MATT KLEIN: The Valeant trade, I’m curious more on the specific timing. Now the share price has gone down tremendously from its peak, but there was a period when it was going up by…

JIM CHANOS: It went up 100% on us.

MATT KLEIN: Right. How is that…?

JIM CHANOS: We started in the low 100s and our first blended set of average prices was somewhere around 130. So, yes, it got our attention. It doubled first.

MATT KLEIN: You mentioned the way that Valeant was creating an alternative pro forma accounting metric that was popular with Wall Street. One of the things that I’ve been reading a lot recently is this growing gap between the official…

JIM CHANOS: GAAP [generally accepted accounting principles] and “GAAP”, yes.

MATT KLEIN: Right, the “GAAP gap”. And it seems like it’s mostly coming down to treatments of things like one-offs and stock based compensation, which sounds familiar from 15 years ago. Is this something that we should be aware of in general? Are there legitimate reasons why this could be happening?

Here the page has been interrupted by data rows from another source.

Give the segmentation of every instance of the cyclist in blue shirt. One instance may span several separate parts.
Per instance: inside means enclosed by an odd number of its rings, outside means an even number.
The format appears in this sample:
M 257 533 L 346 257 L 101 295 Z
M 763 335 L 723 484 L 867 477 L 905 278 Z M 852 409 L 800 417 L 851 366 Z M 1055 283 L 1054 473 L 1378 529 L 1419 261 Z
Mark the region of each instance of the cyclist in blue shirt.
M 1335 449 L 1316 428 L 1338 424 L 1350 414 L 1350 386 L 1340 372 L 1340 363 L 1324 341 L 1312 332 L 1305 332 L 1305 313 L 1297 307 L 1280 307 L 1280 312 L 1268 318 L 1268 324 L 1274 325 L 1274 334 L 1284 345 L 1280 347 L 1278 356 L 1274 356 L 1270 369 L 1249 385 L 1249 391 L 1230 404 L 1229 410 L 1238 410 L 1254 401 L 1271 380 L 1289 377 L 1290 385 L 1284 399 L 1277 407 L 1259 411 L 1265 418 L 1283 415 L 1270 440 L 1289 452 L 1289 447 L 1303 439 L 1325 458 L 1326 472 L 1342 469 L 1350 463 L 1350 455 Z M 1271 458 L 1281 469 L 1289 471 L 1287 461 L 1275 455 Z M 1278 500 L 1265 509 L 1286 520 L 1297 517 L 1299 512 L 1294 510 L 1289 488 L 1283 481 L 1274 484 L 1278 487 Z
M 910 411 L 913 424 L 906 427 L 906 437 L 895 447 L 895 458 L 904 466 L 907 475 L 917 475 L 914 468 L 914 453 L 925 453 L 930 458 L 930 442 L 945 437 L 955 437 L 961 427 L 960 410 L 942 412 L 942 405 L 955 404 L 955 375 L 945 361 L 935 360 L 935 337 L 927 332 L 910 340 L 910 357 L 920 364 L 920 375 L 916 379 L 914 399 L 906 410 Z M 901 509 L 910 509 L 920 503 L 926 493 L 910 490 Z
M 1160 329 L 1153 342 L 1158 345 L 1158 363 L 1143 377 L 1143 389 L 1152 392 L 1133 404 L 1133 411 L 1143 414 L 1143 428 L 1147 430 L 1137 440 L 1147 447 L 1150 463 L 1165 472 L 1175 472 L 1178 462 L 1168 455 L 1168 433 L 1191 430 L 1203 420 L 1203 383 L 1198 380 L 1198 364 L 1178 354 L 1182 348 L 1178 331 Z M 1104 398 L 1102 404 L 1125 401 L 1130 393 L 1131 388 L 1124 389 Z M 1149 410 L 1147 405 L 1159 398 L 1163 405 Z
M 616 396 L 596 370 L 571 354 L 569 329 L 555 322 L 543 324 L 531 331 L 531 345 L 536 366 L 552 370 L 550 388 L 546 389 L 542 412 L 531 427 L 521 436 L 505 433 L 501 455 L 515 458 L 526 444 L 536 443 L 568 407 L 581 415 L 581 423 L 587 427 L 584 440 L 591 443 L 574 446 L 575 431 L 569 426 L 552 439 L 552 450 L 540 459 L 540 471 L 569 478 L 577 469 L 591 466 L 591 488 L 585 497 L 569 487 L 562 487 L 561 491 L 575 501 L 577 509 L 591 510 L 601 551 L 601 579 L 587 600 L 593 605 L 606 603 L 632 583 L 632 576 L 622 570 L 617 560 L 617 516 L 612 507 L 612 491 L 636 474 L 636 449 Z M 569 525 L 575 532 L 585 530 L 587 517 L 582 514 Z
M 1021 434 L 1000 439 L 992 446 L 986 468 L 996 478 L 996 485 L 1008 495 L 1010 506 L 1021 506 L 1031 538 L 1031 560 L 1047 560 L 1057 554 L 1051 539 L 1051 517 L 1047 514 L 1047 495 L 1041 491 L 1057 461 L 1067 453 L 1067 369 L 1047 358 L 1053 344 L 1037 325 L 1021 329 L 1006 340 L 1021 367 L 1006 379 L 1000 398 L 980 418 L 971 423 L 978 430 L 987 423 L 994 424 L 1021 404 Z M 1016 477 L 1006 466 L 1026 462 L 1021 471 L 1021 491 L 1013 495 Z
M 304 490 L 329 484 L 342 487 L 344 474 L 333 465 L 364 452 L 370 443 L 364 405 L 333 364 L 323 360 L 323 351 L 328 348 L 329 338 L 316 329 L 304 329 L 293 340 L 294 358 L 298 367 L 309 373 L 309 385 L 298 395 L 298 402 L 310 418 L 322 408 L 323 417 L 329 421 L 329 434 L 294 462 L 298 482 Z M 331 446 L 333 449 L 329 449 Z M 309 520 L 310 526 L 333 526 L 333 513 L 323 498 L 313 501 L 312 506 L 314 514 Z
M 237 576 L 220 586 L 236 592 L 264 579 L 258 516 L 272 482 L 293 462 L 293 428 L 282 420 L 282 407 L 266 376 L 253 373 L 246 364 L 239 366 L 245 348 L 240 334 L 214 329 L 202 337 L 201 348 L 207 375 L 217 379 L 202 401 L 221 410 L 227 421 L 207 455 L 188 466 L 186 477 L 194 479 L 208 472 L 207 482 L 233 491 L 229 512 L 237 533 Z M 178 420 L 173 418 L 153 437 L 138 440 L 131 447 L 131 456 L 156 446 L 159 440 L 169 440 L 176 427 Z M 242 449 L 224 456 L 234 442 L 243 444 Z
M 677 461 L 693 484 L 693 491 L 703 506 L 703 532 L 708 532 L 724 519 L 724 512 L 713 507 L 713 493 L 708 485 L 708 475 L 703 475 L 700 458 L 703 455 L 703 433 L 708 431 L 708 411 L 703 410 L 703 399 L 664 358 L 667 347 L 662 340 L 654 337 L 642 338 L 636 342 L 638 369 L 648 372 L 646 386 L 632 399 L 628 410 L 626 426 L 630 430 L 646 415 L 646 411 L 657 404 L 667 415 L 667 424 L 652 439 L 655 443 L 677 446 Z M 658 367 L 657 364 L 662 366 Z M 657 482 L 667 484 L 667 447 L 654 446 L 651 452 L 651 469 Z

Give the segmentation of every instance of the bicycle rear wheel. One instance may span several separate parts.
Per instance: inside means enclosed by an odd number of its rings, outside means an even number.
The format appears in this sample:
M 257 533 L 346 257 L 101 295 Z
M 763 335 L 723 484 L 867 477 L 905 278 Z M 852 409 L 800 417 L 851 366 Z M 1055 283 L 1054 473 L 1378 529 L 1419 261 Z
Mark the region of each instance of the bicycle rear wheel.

JIM CHANOS: Well, there are always legitimate reasons why you can break out something on a line out. Doesn’t always mean it’s legitimate to give the management the benefit of the doubt if common sense belies what they’re telling you. So it’s a problem. I teach a course on the history of financial market fraud, and usually trying to ferret out when companies are playing games with their numbers, as many do, takes some digging and some figuring out. What’s so amazing about the past five or six years is they lay it all out for you. And then they just tell you: Disregard it. So whether it’s stock based compensation, which of course is compensation…my favourite is the annual restructuring charge. There are companies now that have been charging off charges every single year for nine, ten, 11, 12 years. And sometimes every quarter. And Wall Street dutifully takes that out, to which I keep pointing out: “It’s happening five years in a row. Seems like it’s recurring to me.” But Wall Street gives them the benefit of the doubt for the fact that they break it out on a line item. And this has been going on for a while now, and the problem with it, Matt, is that now the disparity between the so-called operating EPS [earnings per share] and the GAAP number, I think it’s getting close to $30 a share for the S&P [index of large American companies]. I think the trailing 12 months’ now are somewhere in the high 80s and I think the operating number is somewhere in the 115, 116. And people say: The market’s not so expensive. I’m always raising my hand and will say: Depending on what? On the $88 it certainly is expensive. But we’re going to disregard that bad stuff. And then of course I love the people that say: “Well, but of course that’s energy. Energy’s down, you’ve got to take that out.” And I say: “Well, what about when energy goes back up? Are we going to take it out then?”

But again Wall Street is always a glass half full kind of place. But in this case it’s been interesting to us just how obvious some of these things are that they want you to disregard. Valeant was a master at that. This pro forma cash EPS, which by the way was just multiples of its real cash flow, was just one for the ages.